Hudson the Hero - Genetic Testing Uncovers Rare Disorder and Offers Life-Altering Treatment

A boy with his parents sitting on steps

One day, Hudson Wingate was a healthy 13-month-old headed for fun at daycare. The next day, he was headed for admission to Rady Children’s Hospital.

His vocal cords were suddenly paralyzed, and he could hardly breathe. He could no longer pull himself up, walk, talk or swallow.  The medical team’s best assessment, based on the information they had at the time, was that Hudson had Myasthenia Gravis (MG), a disorder that affects certain muscles of the body, especially those that control the eyes, mouth, throat and limbs. However, the standard treatment for MG wasn’t helping.

Hudson was on and off a ventilator and had to be resuscitated numerous times. Eventually, he had surgery to insert a tracheostomy tube. “It was really scary, heartbreaking and frustrating,” says Hudson’s mom, Susie. 

A couple of weeks later, Susie learned Rady Children’s had a Genomic Institute with genome sequencing technology to diagnose rare diseases. The family requested the testing, and, 48 hours after caregivers drew their blood for sequencing, they had a diagnosis: a rare genetic disorder called Riboflavin Transporter Deficiency (RTD). The treatment: a simple blend of nutritional supplements, available over the counter at any drugstore.  
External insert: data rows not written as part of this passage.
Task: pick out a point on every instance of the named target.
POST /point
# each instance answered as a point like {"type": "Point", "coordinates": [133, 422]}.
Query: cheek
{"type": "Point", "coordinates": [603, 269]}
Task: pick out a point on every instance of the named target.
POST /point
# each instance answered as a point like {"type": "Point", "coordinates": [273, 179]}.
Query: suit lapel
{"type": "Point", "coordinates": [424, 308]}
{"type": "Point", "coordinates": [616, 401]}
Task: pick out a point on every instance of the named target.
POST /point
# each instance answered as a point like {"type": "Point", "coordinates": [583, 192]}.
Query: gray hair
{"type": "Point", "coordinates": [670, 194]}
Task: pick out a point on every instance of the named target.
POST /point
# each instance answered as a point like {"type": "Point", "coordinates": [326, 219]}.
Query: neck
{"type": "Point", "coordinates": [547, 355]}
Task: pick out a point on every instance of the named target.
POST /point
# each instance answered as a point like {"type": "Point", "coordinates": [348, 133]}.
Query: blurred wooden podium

Today, Hudson is nearly four years old, and he has been working hard to conquer many challenges related to RTD including difficulty breathing, speaking and swallowing, as well as hearing loss.  

Despite the challenges, Hudson is thriving. He recently started a preschool program for children who are hard of hearing. “He loves it so much,” says Susie. “He’s Mr. Social.” A huge fan of animals, music, playing outside and pretend cooking, Hudson excels at gross motor skills like riding his scooter and running. “He has great balance,” Susie says. “It’s a thrill to see him running around now after we thought he might not ever be able to walk.” 

The Wingates are passionate about raising awareness of the value of early intervention and diagnosis through genomics. They’re fierce advocates because they realize the challenges that might have been avoided had Hudson been diagnosed earlier. They can picture the outcome had Hudson not eventually received an accurate diagnosis. They do it because they can’t  imagine life without their son, and they know other families deserve to have access to genome sequencing early enough to make a difference.